As Zhang Junyi, CFO of Shangtang Jueying, pointed out: traditional automotive parts companies face the challenge of valuation limitations when entering AI+automotive businesses; while original AI companies entering the automotive industry are more likely to gain capital recognition. This inherent difference in industry attributes will profoundly impact the long-term investment capabilities of different players.

Image Source: SenseAuto
Stock prices, financing capabilities, and R&D talent costs are becoming hidden factors that determine the outcome of the intelligent agent competition.
China's Home Field in the Era of Intelligent Agents: The Restructuring and Anxiety of the Global Industrial Chain
If the story of AI agents at this auto show is limited to Chinese companies taking the lead, it overlooks a deeper dimension: multinational giants are following up at an astonishing speed, and their logic has undergone a fundamental shift.
Volkswagen Group unveiled its “Omnidirectional Intelligent Agent AI” product and technology roadmap at this auto show, announcing that the technology will be applied to mass-produced vehicles by the end of 2026, comprehensively empowering new CEA-architecture vehicles with intelligent agent AI capabilities.

BMW, based on Alibaba's Qwen large language model, has launched three AI agents specifically tailored for the Chinese market – "Car Expert," "Travel Companion," and "Knowledge Master," covering three major scenarios: car usage, travel, and knowledge Q&A.
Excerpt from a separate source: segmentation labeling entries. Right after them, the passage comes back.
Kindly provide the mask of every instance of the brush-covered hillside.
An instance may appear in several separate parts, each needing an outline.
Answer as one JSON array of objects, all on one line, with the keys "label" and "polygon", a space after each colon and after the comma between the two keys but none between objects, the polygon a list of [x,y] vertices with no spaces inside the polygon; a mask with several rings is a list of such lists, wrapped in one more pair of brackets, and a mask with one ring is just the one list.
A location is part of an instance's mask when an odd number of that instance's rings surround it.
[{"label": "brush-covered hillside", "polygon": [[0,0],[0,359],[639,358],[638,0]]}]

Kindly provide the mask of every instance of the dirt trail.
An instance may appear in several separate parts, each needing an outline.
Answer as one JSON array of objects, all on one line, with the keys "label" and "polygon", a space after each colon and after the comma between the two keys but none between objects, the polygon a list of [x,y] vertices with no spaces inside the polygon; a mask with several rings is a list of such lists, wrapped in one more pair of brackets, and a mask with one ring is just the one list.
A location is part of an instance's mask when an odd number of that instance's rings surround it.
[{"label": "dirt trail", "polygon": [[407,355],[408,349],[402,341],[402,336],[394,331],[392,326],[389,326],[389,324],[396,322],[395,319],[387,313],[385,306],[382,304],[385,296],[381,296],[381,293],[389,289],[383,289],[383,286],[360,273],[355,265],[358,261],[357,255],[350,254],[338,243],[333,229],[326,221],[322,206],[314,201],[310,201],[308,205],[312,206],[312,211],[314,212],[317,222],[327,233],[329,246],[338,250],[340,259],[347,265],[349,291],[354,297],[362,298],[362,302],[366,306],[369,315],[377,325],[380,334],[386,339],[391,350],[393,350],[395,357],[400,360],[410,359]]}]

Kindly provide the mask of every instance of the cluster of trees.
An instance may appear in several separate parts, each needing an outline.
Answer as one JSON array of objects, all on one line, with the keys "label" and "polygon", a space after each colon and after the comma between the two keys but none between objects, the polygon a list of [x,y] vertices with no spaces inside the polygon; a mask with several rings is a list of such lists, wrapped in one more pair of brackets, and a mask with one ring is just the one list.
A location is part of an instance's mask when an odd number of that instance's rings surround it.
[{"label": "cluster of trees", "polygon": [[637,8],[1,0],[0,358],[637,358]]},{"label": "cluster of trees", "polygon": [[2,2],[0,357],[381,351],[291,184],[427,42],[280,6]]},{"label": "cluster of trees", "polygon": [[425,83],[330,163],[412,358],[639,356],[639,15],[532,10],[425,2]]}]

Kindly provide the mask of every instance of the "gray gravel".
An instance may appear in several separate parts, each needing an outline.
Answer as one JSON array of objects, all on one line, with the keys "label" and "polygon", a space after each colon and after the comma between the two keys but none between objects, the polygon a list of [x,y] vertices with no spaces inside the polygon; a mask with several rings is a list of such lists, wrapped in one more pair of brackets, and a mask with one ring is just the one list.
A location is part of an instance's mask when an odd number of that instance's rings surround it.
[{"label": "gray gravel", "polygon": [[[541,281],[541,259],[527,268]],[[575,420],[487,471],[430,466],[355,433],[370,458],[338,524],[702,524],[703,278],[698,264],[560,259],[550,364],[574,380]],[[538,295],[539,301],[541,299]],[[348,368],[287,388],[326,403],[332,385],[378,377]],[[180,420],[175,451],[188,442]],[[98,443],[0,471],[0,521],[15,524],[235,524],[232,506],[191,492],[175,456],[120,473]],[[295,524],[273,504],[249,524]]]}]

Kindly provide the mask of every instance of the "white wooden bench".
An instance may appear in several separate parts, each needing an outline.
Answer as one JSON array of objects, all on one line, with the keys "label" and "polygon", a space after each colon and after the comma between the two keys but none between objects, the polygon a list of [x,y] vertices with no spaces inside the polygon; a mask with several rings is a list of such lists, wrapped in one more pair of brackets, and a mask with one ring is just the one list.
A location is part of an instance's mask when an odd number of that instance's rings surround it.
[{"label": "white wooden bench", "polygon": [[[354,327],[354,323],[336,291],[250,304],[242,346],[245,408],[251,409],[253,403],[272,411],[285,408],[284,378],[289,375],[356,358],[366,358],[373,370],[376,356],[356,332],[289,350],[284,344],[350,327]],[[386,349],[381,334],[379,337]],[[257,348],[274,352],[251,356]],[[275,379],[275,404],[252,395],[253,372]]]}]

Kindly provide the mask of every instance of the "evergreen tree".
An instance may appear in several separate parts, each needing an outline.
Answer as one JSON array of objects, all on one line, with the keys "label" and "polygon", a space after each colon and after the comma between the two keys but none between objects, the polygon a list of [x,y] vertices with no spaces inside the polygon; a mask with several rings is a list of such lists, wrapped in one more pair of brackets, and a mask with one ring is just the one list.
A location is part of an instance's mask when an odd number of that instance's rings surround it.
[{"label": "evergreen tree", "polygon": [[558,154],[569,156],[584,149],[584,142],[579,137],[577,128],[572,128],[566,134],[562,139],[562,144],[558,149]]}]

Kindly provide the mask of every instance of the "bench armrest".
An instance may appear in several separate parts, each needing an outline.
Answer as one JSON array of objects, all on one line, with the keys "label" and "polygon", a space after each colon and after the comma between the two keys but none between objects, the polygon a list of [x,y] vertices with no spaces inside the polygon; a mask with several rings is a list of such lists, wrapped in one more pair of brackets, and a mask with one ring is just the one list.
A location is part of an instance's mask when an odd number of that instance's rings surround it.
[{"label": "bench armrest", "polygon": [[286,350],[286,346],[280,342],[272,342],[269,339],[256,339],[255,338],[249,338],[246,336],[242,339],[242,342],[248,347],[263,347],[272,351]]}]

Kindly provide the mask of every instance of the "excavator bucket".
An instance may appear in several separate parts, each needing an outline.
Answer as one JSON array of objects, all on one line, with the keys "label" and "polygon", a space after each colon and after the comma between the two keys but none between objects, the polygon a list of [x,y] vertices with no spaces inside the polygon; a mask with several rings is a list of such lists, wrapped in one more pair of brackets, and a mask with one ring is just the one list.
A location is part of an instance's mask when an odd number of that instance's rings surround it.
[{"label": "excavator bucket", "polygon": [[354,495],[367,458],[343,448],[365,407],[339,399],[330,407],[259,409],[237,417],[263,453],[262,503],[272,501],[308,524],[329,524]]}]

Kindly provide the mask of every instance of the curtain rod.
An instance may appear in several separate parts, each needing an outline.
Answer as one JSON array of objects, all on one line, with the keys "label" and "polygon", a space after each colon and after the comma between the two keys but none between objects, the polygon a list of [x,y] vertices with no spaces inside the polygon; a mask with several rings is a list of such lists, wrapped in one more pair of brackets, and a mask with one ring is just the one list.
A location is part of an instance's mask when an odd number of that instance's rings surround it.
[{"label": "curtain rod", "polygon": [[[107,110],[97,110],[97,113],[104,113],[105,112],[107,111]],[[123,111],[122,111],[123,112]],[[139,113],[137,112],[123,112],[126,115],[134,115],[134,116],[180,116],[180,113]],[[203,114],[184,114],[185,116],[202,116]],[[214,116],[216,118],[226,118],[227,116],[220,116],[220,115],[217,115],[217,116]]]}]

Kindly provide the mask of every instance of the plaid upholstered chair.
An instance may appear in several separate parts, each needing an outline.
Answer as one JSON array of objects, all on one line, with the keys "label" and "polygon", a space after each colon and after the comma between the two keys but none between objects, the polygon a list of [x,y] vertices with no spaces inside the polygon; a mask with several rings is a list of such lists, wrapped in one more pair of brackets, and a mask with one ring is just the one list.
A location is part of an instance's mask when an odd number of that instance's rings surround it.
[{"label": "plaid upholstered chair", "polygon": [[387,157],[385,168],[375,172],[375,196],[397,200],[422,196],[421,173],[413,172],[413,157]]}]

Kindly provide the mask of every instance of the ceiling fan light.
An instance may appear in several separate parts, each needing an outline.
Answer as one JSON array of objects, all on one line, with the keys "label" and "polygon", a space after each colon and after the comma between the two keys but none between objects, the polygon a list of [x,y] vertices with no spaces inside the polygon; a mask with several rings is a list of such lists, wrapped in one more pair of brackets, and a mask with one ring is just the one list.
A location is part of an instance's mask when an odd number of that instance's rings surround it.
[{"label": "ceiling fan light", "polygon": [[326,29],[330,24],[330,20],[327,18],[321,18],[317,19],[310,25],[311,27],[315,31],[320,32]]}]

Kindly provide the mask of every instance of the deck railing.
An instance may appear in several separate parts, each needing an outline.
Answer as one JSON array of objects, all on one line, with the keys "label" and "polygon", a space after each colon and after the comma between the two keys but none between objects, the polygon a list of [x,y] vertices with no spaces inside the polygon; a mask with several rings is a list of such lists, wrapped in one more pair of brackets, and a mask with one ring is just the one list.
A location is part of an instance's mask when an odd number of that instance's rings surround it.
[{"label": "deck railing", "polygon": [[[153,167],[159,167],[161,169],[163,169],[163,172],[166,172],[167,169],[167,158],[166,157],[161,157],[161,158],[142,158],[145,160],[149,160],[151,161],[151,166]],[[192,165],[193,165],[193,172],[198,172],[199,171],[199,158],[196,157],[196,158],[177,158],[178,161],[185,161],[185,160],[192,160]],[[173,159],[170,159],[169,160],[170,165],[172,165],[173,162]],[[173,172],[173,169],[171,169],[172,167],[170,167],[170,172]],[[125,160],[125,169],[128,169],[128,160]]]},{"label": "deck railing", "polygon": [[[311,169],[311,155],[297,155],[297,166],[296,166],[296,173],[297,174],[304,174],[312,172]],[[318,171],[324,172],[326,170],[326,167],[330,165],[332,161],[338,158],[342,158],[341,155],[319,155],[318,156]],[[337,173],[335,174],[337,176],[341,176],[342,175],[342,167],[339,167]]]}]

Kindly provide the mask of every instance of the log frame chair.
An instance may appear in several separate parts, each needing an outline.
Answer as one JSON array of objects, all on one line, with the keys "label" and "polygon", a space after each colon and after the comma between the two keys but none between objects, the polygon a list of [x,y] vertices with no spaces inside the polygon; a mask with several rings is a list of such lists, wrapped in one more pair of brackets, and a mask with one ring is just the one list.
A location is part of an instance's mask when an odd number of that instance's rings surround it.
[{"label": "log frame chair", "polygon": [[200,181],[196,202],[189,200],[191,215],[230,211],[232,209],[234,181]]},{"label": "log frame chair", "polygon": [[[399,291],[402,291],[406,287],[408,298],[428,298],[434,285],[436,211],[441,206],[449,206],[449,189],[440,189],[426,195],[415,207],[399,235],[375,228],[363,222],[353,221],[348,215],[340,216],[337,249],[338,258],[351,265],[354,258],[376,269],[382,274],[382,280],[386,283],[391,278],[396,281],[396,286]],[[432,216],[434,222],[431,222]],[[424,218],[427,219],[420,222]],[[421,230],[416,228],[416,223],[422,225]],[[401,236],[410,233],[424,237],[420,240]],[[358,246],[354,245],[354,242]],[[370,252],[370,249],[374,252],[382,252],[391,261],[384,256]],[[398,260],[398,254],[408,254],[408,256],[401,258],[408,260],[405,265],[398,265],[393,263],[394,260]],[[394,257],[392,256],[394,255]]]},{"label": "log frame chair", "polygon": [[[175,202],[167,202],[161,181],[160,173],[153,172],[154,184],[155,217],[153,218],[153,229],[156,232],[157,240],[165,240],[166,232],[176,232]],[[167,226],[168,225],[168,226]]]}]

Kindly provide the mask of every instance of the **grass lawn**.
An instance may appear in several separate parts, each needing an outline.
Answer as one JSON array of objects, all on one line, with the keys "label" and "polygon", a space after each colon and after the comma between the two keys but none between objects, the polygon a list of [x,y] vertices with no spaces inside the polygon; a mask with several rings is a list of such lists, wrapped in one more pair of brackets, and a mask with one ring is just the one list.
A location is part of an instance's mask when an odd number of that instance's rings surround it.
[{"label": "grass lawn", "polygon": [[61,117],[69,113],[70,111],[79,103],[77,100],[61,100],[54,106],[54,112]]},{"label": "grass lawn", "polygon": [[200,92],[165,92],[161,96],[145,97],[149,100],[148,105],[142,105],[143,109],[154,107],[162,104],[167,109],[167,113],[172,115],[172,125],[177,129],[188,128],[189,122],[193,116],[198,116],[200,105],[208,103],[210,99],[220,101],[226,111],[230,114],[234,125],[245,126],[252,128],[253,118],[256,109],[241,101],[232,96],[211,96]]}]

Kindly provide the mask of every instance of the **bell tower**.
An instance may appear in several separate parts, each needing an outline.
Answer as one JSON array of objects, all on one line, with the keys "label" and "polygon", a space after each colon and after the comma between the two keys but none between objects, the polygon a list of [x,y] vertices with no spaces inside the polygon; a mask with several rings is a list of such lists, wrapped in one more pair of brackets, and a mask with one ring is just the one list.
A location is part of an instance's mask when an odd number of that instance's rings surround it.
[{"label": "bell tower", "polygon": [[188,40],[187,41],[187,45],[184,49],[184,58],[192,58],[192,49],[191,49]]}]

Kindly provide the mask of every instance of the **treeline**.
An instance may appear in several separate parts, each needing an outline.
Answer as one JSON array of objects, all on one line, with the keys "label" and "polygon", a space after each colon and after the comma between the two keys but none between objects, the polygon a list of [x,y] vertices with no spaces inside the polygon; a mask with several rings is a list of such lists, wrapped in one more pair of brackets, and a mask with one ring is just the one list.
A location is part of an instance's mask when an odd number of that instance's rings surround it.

Mercedes-Benz also showcased its AI-powered intelligent cockpit and advanced driver-assistance systems built on the MB.OS platform at the auto show.
A journalist from Germany’s ZDF television station remarked meaningfully on-site at the auto show: “Chinese electric vehicles are getting better and better, their performance is stronger, and their designs are increasingly bold—reshaping the global automotive market at an unprecedented pace.”
And the observation from Qatar's Al Jazeera was more straightforward: "The competitiveness of Chinese domestic car manufacturers is no longer just about price, but also competing in innovative concepts. This auto show sometimes resembles more of a technology expo."
However, beyond the narrative of "China's home ground," anxiety is equally palpable.
Amid this noise, a deeper challenge is emerging: as AI Agents move from concept to mass production, and from technical demonstrations into users' daily driving, the issue they face is no longer "whether it can be done" but "whether it is worth using."